张小哇沉吟片刻,慎重答道:“大人,那几个头目,属下其实也认识,早年在宁川赶集时碰过面,其中两个还一同喝过酒。能在山里聚起一伙人占山为王的,个个都有些本事,也都是宁做鸡头不做凤尾的性子。想要他们俯首归顺,除非先把他们彻底打服。”
他话锋一转:“不过,若是能收服他们,倒是大有好处。那几处离我们不远,又多是青壮,附近还有不少荒地可开垦。收服之后,咱们便能多出大批人手。只要大人养得起,供给农具种子,明年少说能多开出四五个村子的田地。”
“嗯。” 赵海淡淡一笑,“人,自然是多多益善。就算只为了土地,这剿匪之事,也势在必行。”
鱼里地界虽大,可耕地终究有限,等现有田地开垦完毕,向外扩张是迟早之事。既然那些匪寨占据着现成的土地,那便直接打下来,化作自己的基业。
潘恭春立刻上前一步:“大人,属下也以为,应当先清剿小股匪寨,再集中力量对付将军岩。”
“哦?” 赵海有意考校,“为何?”
潘恭春条理清晰地说道:“其一,我部兵丁虽日日操练,武器精良,但成军时间尚短,实战经验不足。

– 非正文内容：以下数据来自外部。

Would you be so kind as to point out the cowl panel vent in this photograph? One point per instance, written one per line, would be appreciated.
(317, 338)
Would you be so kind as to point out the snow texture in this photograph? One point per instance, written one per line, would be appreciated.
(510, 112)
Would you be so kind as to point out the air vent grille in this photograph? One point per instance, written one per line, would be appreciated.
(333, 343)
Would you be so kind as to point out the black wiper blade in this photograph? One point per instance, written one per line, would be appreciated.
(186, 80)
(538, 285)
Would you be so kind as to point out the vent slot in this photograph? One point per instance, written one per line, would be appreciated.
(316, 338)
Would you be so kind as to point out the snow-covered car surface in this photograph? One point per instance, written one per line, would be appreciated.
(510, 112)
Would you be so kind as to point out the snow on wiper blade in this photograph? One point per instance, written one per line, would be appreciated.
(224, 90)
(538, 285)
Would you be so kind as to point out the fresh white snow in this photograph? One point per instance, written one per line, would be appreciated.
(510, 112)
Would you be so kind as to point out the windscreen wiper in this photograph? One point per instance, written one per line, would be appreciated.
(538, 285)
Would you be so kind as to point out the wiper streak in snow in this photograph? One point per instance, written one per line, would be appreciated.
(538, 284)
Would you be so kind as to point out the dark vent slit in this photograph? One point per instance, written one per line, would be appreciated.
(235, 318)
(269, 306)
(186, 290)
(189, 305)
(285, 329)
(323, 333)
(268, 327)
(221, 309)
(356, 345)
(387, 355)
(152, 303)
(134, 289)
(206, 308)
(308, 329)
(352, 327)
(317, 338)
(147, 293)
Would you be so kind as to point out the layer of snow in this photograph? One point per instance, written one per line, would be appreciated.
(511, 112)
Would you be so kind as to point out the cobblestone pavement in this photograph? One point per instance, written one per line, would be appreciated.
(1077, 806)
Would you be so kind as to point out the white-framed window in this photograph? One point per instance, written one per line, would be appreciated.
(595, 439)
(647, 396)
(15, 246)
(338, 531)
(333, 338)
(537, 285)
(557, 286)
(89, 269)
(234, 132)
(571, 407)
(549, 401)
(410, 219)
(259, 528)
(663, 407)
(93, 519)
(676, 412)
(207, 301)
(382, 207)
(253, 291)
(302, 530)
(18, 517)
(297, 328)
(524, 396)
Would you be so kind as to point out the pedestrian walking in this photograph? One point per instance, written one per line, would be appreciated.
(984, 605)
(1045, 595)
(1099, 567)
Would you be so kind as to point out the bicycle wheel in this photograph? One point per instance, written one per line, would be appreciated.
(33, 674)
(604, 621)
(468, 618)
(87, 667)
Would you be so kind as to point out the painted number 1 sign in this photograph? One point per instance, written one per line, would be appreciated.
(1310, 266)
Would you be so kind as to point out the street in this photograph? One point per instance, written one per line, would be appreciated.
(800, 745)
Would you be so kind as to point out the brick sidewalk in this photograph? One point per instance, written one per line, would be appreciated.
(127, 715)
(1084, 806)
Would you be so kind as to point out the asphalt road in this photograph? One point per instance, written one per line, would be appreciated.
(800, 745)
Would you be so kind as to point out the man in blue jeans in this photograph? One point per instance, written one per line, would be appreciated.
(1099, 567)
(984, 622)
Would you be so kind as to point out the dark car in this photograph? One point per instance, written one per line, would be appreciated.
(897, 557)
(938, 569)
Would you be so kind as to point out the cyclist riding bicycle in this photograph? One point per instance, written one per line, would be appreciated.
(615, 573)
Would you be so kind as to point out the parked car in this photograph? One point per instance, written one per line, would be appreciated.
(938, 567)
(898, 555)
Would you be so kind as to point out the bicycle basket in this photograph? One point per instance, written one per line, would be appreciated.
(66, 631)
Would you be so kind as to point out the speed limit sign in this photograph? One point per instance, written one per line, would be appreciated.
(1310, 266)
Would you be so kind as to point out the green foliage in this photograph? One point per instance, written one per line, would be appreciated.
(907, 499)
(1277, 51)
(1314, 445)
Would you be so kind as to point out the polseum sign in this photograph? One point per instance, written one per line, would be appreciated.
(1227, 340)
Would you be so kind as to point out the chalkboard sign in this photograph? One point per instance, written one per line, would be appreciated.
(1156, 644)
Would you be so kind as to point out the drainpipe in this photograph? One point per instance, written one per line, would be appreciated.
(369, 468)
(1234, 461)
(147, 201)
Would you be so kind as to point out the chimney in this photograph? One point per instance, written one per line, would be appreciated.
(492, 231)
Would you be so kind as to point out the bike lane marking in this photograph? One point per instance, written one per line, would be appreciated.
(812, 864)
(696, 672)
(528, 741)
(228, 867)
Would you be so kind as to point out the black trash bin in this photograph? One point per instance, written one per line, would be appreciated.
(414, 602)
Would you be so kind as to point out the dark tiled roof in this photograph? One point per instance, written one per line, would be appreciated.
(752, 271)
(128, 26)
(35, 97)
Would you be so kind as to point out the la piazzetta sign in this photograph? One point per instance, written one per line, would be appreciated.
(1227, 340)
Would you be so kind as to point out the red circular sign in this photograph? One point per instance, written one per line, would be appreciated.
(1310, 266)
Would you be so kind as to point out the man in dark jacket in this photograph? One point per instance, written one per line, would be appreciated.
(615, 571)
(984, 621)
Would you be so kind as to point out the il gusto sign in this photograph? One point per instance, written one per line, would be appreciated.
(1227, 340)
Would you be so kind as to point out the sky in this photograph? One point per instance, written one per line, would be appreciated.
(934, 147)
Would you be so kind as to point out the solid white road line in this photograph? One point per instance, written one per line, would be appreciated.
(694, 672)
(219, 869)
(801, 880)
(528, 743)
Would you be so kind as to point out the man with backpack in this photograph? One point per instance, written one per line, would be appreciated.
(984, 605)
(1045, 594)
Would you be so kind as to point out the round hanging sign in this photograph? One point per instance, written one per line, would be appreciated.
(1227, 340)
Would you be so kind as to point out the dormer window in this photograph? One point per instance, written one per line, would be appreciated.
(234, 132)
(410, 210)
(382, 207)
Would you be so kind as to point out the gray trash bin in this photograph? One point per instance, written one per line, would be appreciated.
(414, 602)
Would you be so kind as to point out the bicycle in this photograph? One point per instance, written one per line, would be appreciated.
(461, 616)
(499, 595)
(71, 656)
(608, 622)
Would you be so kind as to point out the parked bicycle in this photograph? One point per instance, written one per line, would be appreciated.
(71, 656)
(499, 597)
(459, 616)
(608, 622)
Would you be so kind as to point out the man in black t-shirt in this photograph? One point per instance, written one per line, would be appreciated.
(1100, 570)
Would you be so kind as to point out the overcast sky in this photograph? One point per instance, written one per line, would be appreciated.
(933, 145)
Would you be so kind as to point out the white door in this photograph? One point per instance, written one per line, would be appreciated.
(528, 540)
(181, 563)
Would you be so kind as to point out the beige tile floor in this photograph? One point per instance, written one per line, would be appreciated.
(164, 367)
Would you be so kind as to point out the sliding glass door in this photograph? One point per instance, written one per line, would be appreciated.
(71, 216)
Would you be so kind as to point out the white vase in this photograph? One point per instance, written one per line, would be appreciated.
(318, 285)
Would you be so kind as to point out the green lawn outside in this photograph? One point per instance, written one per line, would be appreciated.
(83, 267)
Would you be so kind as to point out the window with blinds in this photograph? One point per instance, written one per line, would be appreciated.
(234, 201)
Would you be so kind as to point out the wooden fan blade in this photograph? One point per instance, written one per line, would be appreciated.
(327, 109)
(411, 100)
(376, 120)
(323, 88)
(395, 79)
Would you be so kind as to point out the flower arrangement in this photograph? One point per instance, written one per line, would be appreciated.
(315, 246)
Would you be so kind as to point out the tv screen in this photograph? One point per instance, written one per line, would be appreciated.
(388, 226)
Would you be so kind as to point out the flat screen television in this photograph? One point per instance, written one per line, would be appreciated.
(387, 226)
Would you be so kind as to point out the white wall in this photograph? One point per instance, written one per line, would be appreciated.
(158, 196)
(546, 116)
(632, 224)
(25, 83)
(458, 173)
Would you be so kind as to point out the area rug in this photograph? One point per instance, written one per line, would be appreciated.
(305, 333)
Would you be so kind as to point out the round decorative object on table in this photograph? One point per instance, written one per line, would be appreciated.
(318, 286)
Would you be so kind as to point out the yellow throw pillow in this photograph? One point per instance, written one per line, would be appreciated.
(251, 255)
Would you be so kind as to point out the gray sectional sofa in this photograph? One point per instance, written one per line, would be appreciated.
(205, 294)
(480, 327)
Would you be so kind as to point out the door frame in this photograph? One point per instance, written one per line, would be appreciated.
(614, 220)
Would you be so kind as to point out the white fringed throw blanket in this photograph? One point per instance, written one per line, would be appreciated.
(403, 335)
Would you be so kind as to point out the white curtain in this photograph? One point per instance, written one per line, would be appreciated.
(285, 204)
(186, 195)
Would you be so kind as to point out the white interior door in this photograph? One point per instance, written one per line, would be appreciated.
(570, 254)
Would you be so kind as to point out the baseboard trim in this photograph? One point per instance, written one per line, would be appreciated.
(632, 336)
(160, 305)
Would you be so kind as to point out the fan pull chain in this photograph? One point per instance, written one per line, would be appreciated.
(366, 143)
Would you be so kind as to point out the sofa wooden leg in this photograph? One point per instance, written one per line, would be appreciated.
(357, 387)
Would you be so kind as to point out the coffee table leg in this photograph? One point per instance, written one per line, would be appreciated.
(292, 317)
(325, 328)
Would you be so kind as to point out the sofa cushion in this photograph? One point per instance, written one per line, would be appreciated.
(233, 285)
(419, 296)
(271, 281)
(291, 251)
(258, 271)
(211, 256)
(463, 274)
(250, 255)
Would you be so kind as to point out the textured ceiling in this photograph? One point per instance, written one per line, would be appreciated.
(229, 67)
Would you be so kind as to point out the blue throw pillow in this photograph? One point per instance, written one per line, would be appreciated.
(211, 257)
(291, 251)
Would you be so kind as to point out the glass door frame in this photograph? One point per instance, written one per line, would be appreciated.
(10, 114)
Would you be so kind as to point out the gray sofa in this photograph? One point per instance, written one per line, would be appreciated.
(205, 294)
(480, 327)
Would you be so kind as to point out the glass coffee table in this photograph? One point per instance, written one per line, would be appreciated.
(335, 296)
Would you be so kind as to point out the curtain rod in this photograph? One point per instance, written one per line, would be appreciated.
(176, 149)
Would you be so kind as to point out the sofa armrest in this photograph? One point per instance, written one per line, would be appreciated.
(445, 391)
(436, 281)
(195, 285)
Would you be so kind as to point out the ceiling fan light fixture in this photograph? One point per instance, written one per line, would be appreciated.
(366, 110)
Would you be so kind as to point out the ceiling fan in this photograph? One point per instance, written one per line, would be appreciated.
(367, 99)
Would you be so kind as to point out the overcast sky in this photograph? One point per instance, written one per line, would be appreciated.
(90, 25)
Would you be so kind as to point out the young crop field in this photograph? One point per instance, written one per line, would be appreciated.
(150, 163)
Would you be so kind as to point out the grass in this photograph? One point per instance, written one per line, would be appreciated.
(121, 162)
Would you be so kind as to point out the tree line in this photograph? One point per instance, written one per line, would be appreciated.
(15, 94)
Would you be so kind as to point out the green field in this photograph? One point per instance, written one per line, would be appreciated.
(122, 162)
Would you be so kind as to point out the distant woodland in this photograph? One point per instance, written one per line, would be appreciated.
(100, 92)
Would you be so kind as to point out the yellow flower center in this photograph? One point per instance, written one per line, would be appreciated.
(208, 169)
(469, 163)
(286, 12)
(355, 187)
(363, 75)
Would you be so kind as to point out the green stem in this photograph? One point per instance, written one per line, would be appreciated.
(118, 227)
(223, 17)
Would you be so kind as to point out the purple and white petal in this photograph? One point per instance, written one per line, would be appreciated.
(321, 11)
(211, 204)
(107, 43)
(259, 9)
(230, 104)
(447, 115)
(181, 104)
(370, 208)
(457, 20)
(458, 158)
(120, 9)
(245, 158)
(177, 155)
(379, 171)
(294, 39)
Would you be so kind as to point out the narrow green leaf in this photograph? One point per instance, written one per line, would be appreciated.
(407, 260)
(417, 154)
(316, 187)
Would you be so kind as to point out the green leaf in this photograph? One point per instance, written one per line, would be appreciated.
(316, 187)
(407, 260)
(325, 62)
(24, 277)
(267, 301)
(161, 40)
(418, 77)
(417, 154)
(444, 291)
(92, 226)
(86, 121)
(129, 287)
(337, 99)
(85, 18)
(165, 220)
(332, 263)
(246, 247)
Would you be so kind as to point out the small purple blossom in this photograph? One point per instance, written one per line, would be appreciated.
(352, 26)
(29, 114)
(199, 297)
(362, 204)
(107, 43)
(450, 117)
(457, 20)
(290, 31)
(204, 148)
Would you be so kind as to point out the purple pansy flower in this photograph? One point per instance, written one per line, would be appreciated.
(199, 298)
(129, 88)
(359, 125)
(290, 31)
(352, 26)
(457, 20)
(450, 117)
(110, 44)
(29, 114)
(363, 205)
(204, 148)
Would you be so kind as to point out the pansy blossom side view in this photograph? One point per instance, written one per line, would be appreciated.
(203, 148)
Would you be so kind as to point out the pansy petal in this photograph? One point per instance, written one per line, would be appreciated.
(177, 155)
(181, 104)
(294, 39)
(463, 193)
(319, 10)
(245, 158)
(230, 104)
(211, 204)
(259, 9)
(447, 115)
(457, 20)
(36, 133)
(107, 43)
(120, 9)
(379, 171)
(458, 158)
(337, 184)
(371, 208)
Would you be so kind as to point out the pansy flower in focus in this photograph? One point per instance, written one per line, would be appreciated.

上次大胜是在咱们家门口,以逸待劳,占尽主场之便。若是远赴他乡作战,人生地不熟,难免出现疏漏。其二,先取小股,可以吸纳他们的人口,挑选身家清白者补充进民兵,壮大实力,等到对付将军岩时,便能协同作战。其三,将军岩在我们手下折了一百多人,如今必然日夜戒备,偷袭已无可能,只能强攻。若是战事僵持,只怕其余四股会与将军岩联手,对我们四面合围。”
“潘先生所言,深合我心。” 赵海面露赞赏。潘恭春把他心中所想尽数道出,这童生出身的读书人,果然有些真才实学。潘恭春连忙躬身致谢。